One display that caught my attention — in a positive way — compared the carbon-dioxide emissions per cubic centimeter of soil in tropical forests versus African savannahs. My problem: The display appeared to be capturing emissions in a device and offering an instantaneous readout — but failed to give units for CO2 values that a display showed accumulating in real time. So I asked a member of the Smithsonian public-affairs team what the CO2 units were. She hadn’t a clue, so she brought over Megonigal, who thought and thought. Eventually he decided the CO2 numbers “must be atoms.”

You mean molecules? “Uh yeah,” he responded.

By the way, this display didn’t actually measure anything. It showed what turned out to be “simulated” soil undergoing an equally simulated real-time assay (which I only learned upon asking Megonigal about why so much CO2 was being emitted by what looked like dead soil).

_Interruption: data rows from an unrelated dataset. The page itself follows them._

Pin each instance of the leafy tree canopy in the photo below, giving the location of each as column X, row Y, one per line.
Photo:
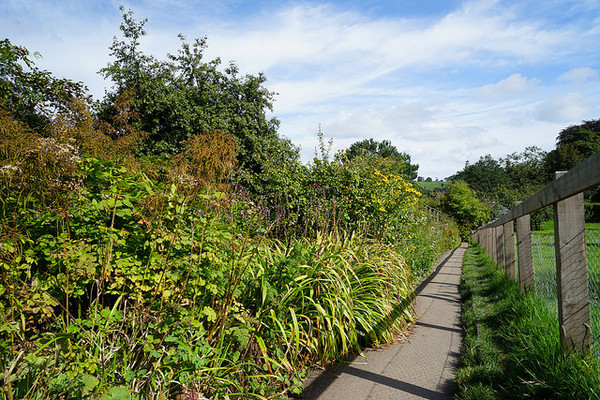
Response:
column 184, row 95
column 384, row 149
column 29, row 94
column 461, row 203
column 574, row 144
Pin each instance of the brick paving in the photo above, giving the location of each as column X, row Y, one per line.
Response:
column 419, row 367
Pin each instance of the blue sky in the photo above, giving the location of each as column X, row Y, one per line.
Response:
column 445, row 81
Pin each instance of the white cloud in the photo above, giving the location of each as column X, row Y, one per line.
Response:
column 514, row 84
column 571, row 107
column 579, row 75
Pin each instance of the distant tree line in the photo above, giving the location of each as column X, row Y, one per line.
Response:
column 498, row 183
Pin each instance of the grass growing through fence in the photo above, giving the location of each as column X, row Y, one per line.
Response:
column 511, row 347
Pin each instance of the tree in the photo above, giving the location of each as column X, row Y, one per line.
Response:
column 574, row 144
column 184, row 95
column 30, row 95
column 384, row 149
column 461, row 203
column 486, row 176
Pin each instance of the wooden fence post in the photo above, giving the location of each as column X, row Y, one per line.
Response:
column 571, row 274
column 525, row 253
column 493, row 246
column 509, row 250
column 500, row 246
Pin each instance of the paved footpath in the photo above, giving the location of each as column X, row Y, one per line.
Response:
column 420, row 367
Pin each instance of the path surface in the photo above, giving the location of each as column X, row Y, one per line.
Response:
column 420, row 367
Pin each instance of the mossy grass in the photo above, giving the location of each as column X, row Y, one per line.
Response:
column 511, row 347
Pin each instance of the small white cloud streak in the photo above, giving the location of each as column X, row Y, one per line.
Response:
column 563, row 108
column 514, row 84
column 579, row 75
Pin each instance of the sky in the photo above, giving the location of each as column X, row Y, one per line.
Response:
column 445, row 81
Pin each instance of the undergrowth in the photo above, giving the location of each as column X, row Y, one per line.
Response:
column 512, row 348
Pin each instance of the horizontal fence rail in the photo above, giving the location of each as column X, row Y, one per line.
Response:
column 565, row 195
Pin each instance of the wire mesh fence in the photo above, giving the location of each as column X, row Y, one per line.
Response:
column 544, row 264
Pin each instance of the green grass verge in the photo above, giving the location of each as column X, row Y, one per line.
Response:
column 511, row 347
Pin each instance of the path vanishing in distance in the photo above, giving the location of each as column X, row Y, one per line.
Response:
column 418, row 367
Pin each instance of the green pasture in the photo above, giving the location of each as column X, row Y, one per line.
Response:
column 544, row 260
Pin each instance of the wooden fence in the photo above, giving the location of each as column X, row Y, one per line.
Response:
column 565, row 194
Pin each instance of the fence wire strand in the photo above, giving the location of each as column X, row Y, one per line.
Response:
column 544, row 264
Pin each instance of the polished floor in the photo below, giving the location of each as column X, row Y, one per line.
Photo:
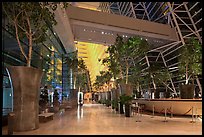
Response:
column 97, row 119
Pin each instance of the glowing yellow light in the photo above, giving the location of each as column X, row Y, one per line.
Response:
column 91, row 52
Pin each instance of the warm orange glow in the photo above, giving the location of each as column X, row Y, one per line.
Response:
column 91, row 52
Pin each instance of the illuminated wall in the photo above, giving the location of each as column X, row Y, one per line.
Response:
column 91, row 52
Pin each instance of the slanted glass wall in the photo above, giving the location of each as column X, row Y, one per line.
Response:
column 46, row 56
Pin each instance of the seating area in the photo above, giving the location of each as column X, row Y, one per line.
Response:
column 45, row 117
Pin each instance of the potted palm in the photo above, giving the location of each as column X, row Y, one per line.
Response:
column 190, row 66
column 28, row 21
column 122, row 54
column 126, row 100
column 158, row 75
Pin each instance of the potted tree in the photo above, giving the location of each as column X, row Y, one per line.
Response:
column 158, row 75
column 122, row 55
column 190, row 66
column 28, row 21
column 126, row 100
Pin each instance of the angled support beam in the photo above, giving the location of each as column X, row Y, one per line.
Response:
column 194, row 26
column 186, row 24
column 143, row 5
column 174, row 18
column 169, row 75
column 193, row 6
column 157, row 9
column 133, row 11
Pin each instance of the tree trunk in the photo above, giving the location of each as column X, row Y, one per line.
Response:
column 26, row 85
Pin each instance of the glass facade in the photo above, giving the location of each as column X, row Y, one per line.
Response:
column 46, row 56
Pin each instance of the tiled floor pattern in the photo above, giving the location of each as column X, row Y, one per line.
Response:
column 97, row 119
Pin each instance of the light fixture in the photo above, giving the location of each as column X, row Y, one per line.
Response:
column 173, row 68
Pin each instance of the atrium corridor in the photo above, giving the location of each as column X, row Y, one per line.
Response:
column 97, row 119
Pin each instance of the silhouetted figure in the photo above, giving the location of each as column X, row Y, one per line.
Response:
column 56, row 98
column 43, row 98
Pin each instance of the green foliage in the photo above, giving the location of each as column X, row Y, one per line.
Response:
column 104, row 77
column 107, row 102
column 114, row 103
column 191, row 59
column 29, row 22
column 122, row 54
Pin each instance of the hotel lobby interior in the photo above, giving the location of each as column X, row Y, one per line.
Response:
column 102, row 68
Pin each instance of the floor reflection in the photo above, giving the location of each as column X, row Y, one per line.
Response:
column 79, row 112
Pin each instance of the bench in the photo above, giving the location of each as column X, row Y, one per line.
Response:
column 45, row 117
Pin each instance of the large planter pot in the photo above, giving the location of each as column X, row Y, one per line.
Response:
column 127, row 110
column 26, row 88
column 127, row 89
column 187, row 91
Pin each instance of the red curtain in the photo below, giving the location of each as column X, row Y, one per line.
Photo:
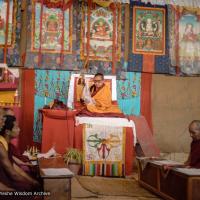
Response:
column 146, row 80
column 27, row 98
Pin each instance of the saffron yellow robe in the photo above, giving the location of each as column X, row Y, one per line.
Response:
column 103, row 102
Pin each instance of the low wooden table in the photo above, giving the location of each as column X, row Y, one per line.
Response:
column 177, row 184
column 56, row 178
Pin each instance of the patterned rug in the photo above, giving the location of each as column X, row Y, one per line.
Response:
column 113, row 187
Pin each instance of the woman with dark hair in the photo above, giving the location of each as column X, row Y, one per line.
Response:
column 10, row 174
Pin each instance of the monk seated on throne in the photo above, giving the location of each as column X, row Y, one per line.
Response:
column 95, row 96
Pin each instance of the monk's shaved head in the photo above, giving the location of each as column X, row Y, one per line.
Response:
column 194, row 129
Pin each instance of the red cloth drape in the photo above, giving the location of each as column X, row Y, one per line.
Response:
column 146, row 81
column 59, row 130
column 26, row 134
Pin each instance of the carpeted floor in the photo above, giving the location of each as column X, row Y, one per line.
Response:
column 86, row 187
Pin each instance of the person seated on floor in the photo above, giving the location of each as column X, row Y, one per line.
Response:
column 194, row 156
column 99, row 98
column 12, row 175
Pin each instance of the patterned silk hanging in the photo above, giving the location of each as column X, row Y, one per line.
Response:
column 10, row 29
column 101, row 33
column 185, row 41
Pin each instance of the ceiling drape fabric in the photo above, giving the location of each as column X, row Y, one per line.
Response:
column 191, row 3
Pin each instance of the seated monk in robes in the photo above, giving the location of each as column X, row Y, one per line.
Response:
column 99, row 98
column 194, row 156
column 10, row 174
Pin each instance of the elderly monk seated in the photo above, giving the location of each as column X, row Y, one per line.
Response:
column 10, row 174
column 98, row 98
column 194, row 156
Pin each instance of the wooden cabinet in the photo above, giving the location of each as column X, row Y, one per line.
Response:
column 173, row 184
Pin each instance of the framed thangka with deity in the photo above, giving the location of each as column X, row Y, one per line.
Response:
column 7, row 22
column 148, row 30
column 51, row 29
column 101, row 33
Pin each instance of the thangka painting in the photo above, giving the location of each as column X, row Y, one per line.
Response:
column 101, row 33
column 189, row 42
column 7, row 22
column 148, row 30
column 103, row 150
column 51, row 29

One highlight of the new exhibit, at least from Megonigal’s point of view, were the 54 soil samples (each of which looked to be about 5 feet high) loaned to the museum by the Agriculture Department. They’re indeed real — and depict the degree to which soils vary in color, composition, and density. Unfortunately, this display is static and didn’t really offer enough information to explain the differences between the soils and what aspects made those differences interesting.

Another thing I wish had made it into the exhibit was Megonigal’s statement about how much of soil science remains a mystery. As he put it, although all terrestrial life depends on soils, these are “living, breathing bodies . . . that we know less about than the dark side of the moon.”

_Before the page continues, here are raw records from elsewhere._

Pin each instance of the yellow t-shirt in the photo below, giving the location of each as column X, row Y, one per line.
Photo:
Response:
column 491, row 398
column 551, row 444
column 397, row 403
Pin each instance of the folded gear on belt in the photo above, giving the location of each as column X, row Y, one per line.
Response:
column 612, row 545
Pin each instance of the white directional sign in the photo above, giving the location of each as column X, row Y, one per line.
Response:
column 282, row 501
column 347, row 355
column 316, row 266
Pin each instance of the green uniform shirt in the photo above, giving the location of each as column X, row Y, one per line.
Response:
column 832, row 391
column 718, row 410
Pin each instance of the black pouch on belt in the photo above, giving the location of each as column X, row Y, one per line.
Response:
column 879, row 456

Killer art could have helped invigorate this exhibit. I’m talking about photos like those that fill the adjacent Ocean Views room. There, huge and literally breathtakingly stunning super-high-resolution photos depict the marine world and its inhabitants.

Dig It! will opens Saturday (July 19) and runs through 2010. After that, it’s expected to begin a road show to museums around North America through 2013. The exhibit was sponsored by SSSA and the Nutrients for Life Foundation (a nonprofit educational arm financed by the Fertilizer Institute and agrichemical industry).

Janet Raloff

Janet Raloff is the Editor, Digital of Science News Explores, a daily online magazine for middle school students. She started at Science News in 1977 as the environment and policy writer, specializing in toxicology. To her never-ending surprise, her daughter became a toxicologist.